Bu çalışmada, ‘‘Temel Kimya Laboratuar Dersi’’ndeki deneylerin hem laboratuar hem de bilgisayar ortamında öğretiminin etkinliği tartışılmıştır.

(16)

Amaç ve Önem

Bu araştırma, kimya deneylerinin BDÖ’ye dayalı hibrit model ile GÖ yöntemi arasında öğretmede anlamlı farklarının olup olmadığı sorusuna cevap aramaktadır.

Bilgisayarın laboratuarda kullanılması öğrencilerin yükünü azaltacaktır. Deneyi yapan öğrenciden kaynaklanan verileri okuma ve kaydetme gibi hatalar ortadan kalkacaktır. Bu çalışma sayesinde hem ülke içinde hem de uluslar arası düzeyde kullanılabilecek bir model oluşturulmuş olacaktır. Okullardaki laboratuar şartlarında yapılamayan deneyler bu ve benzeri modellerle yapılabilecektir. Öğrencinin tekrar yapamadığı deneyler bu modeller kullanılarak defalarca gösterilebilecektir. Ya da öğrencinin laboratuar dersine gelemediği zamanlarda yeniden yapılamayacak deneyler model kullanımı ile öğrenciye gösterilebilecektir.
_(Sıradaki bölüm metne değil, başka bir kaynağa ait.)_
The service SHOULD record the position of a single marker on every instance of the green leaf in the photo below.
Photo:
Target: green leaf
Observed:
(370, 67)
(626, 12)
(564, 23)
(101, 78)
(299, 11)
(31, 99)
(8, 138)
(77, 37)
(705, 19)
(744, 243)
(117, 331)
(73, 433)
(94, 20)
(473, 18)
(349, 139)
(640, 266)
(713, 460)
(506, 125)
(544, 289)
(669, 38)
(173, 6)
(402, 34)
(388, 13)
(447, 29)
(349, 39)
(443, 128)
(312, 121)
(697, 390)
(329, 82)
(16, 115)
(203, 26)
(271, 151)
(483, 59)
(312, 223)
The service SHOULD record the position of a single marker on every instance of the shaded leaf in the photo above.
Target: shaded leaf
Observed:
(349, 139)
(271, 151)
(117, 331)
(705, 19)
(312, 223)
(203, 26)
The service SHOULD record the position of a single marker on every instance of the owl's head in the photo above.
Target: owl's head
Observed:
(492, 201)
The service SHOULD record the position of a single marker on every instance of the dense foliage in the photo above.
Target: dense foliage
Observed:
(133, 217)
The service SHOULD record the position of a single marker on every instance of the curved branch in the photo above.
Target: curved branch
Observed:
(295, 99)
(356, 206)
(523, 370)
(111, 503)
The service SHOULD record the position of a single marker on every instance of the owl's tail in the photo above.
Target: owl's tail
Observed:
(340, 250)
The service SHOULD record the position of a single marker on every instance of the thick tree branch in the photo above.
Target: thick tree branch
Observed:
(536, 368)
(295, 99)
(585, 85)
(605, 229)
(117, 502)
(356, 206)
Hazırlanan materyalin sayfa tasarımı, resim ve animasyonlarla dikkat çekici ve akıcı bir özelliğe sahip olması hedeflenmiştir.

Problem Cümlesi

‘Temel Kimya Laboratuar Dersi’ndeki deneylerin hem laboratuar hem de bilgisayar ortamında birlikte uygulanmasının öğrencilerin başarısında etkili midir?

Alt Problemler

1. Belirlenmiş olan kimya deneyleri hakkında, deney grubu ile kontrol grubu arasında uygulama sürecinden önce anlamlı bir fark var mıdır?
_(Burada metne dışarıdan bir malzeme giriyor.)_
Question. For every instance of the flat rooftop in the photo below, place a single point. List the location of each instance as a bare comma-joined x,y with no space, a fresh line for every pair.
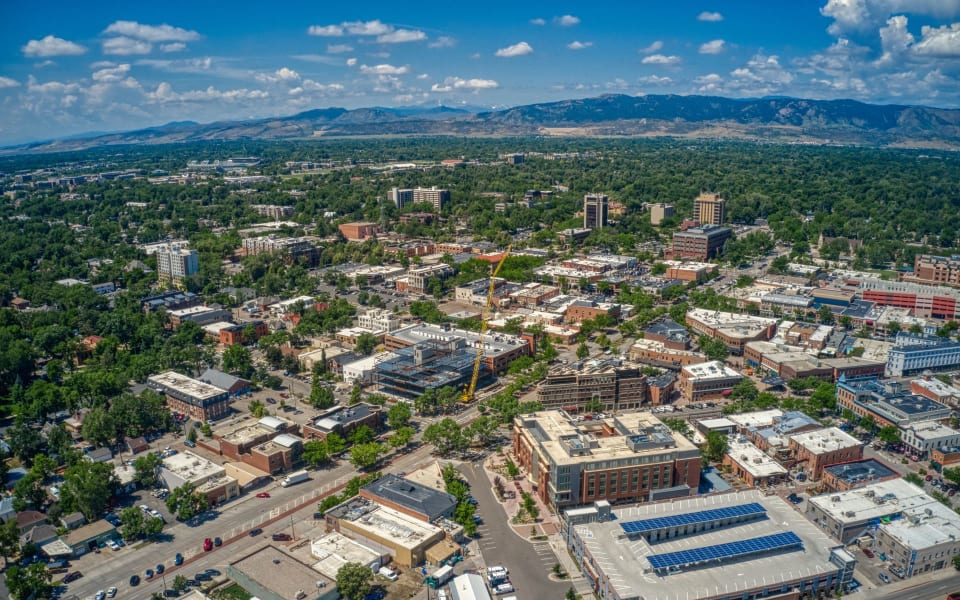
759,418
710,370
753,460
873,501
386,523
926,530
821,441
334,550
280,573
625,561
191,467
186,385
569,442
2. Kontrol grubunun kimya deneyleri ile ilgili başarı testinde, ön test-son test başarı puanları arasında anlamlı bir fark var mıdır?

3. Deney grubunun kimya deneyleri ile ilgili başarı testinde, ön test-son test başarı puanları arasında anlamlı bir fark var mıdır?

(17)

4. Belirlenmiş olan kimya deneyleri hakkında, deney grubu ile kontrol grubu arasında uygulama sürecinden sonra anlamlı bir fark var mıdır?

Sayıltılar

Araştırmada öğrencilerin ölçme ve değerlendirme amacıyla hazırlanan testlere gerçek düşüncelerini yansıtan cevaplar verdikleri varsayılmaktadır.

Sınırlılıklar

• Çalışma sadece 9 Eylül Üniversitesi Buca Eğitim Fakültesi OFMAE Bölümü Kimya Anabilim Dalı 1. sınıf öğrencileriyle yapılmıştır.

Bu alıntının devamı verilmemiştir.